REPORT ON AUTOMOBILE INDUSTRY


INTRODUCTION: The year 1885 marked the birth of the automobile industry, which later became much more successful than the manufacturing industry over the last 20 years and the most important industry in the world. The Automobile Revolution began at around the same time, and it is when the technology to produce and operate cars is already possessed by the Europeans and North Americans. But earlier in the 18th century, there was already a long series of efforts to combine the steam engine and the road wagons in some parts of the United States, Italy, France and Britain. It was in the 1890 that the process of uniting the technology, the manufacturing ability and the potential market in order to sell motorcars occurred in France and in Germany. The first boom of the industry, however, happened a few years later, specifically from 1895 to 1908. France dominated the young industry during the first boom, being the leading producer and exporter of automobile at the time. One of the reasons for the French dominance for most of the early car manufacturing days is the hesitation of the other industrial nations to participate in it. A minor economic recession in between the years 1907 and 1908 became the turning point for the industry, as Britain and Germany overtook Frances lead by growing at a faster rate than the latter and breaking away from Frances shadow. The United States, likewise, took the challenge of revolutionary innovations in order to satisfy the mass markets they found. By 1985, most of the cars produced around the world came from Germany (Benz) and France (Panhard ET Levassor and Peugeot).
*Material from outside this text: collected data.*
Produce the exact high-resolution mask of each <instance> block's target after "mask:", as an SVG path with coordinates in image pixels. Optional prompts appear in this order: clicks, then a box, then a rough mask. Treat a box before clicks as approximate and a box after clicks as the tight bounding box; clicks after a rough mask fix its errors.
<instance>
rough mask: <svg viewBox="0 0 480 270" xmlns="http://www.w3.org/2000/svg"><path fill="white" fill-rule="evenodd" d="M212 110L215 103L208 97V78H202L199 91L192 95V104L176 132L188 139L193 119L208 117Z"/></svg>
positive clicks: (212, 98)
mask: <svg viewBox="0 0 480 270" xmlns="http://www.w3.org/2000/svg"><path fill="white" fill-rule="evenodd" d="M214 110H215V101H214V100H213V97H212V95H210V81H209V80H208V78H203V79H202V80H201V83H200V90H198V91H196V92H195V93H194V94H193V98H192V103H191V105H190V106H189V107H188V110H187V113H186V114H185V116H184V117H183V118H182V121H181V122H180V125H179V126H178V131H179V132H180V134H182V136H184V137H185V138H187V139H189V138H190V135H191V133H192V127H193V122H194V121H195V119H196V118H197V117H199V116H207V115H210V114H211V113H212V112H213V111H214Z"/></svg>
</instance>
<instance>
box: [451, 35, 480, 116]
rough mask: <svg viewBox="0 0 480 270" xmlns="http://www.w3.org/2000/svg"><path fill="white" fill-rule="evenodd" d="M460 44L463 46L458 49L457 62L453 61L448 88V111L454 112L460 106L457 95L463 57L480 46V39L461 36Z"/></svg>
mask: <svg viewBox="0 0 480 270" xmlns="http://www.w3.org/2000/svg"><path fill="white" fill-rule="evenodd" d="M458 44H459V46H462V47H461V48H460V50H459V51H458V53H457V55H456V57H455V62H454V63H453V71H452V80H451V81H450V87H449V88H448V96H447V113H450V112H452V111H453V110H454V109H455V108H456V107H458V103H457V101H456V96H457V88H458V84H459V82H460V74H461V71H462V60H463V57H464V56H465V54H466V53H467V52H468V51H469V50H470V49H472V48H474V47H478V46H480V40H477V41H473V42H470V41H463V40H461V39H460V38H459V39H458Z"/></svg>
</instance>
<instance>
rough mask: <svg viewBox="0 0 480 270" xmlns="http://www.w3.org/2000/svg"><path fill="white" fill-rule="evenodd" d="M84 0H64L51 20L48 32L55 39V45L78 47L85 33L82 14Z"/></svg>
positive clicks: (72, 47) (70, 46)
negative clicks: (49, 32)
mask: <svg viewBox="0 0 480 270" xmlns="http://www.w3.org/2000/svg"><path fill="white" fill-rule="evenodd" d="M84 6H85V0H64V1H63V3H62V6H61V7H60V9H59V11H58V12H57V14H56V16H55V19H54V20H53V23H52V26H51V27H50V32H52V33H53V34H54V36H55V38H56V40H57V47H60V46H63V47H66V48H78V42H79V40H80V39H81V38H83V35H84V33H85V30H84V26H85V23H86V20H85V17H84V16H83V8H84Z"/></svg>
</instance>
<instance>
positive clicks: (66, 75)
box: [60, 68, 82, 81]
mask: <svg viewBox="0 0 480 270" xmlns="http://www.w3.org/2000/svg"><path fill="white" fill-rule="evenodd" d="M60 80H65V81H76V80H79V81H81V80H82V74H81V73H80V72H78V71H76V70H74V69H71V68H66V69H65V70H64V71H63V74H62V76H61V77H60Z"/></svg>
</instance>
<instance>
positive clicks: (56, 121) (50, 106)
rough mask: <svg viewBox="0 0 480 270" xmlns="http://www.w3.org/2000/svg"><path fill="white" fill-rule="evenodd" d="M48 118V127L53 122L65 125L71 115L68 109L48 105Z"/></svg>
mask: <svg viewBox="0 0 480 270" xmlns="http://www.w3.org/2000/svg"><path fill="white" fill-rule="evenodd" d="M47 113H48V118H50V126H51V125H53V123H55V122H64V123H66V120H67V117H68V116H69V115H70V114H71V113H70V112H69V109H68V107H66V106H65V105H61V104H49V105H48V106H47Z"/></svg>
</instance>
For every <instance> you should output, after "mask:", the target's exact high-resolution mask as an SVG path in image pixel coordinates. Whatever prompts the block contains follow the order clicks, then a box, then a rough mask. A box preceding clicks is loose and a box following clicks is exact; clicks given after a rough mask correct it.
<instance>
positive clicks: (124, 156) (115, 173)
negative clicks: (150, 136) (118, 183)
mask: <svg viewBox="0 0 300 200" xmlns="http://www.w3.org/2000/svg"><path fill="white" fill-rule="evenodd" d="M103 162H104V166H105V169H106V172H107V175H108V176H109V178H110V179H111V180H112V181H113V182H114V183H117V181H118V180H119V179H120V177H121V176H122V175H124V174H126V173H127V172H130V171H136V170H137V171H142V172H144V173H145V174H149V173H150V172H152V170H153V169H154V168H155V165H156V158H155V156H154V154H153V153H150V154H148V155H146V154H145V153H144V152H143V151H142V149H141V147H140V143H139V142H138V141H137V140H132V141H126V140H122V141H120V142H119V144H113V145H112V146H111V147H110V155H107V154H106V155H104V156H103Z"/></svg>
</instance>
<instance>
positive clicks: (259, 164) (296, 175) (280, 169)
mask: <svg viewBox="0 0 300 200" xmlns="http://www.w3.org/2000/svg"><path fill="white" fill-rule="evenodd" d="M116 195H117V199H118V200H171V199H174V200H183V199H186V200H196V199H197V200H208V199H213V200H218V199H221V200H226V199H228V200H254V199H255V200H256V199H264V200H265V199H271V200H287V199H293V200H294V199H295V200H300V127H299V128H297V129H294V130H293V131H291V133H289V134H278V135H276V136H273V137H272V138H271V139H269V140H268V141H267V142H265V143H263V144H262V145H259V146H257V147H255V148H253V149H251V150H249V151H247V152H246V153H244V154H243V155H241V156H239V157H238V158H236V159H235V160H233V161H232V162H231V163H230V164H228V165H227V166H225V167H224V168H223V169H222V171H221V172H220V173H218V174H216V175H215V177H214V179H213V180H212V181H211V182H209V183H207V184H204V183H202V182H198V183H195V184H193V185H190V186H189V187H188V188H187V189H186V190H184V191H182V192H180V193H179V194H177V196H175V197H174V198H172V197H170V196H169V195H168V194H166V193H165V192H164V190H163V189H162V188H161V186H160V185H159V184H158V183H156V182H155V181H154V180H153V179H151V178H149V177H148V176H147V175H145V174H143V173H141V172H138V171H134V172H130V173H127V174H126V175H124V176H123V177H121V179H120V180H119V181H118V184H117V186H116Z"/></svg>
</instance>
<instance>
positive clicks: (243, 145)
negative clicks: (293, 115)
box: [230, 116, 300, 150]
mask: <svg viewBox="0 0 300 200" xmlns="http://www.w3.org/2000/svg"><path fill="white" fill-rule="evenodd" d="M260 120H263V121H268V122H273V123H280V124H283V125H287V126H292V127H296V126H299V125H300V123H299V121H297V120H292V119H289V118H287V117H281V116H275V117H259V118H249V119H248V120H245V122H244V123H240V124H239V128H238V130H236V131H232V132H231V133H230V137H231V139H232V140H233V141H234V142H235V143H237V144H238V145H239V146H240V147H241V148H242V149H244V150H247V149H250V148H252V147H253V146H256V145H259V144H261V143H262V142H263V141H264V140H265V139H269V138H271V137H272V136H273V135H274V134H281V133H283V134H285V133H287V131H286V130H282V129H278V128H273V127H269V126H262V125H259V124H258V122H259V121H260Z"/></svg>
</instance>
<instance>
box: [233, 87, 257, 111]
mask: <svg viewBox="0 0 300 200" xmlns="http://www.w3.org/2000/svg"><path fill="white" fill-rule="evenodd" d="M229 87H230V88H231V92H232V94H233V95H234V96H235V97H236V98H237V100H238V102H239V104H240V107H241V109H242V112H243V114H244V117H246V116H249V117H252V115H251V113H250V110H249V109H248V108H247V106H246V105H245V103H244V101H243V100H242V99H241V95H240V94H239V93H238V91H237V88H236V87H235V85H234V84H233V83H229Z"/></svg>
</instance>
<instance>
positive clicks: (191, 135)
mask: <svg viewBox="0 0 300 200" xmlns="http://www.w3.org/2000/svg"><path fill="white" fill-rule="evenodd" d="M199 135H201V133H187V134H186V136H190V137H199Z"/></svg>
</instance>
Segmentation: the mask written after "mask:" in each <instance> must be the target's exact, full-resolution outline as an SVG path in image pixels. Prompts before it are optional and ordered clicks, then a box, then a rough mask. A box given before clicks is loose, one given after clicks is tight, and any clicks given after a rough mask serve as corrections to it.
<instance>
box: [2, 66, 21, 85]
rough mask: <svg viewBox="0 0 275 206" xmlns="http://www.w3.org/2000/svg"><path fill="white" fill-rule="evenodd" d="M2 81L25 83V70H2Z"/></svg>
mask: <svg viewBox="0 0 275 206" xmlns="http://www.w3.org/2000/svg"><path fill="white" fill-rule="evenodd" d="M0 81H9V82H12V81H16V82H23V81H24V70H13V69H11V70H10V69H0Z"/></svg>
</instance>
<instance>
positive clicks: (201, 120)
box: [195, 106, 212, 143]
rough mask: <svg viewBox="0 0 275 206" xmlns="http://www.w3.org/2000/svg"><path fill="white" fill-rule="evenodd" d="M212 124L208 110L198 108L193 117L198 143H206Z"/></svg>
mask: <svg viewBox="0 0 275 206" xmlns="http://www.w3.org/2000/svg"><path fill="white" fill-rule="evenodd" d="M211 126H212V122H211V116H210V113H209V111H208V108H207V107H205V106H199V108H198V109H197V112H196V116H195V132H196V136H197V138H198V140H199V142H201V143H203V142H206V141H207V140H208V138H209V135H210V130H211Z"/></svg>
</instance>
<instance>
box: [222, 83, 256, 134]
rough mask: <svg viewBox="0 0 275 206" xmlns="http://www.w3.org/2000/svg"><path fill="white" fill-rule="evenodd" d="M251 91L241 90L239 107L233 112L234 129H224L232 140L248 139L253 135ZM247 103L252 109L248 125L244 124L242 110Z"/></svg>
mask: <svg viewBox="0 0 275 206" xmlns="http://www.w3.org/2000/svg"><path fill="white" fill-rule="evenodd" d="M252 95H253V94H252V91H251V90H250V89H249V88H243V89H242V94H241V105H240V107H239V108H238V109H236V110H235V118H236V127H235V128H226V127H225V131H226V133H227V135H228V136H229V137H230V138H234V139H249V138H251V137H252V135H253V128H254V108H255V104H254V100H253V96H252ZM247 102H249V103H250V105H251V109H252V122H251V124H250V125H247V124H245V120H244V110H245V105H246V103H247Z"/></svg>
In the course of the revolution of the automobile industry, a shift in its clientele, its labour force, its strategy and structure is ever apparent. Cars originally catered only to the urban upper classes, but in the course of developing cheaper and more efficient ways in manufacturing them, which resulted to the manufacturers ability for mass production, the scope of market extended even to the general populace. What once was a status symbol for the affluent now became a necessity, as cars proved to be one of the most convenient means of transportation available the world over.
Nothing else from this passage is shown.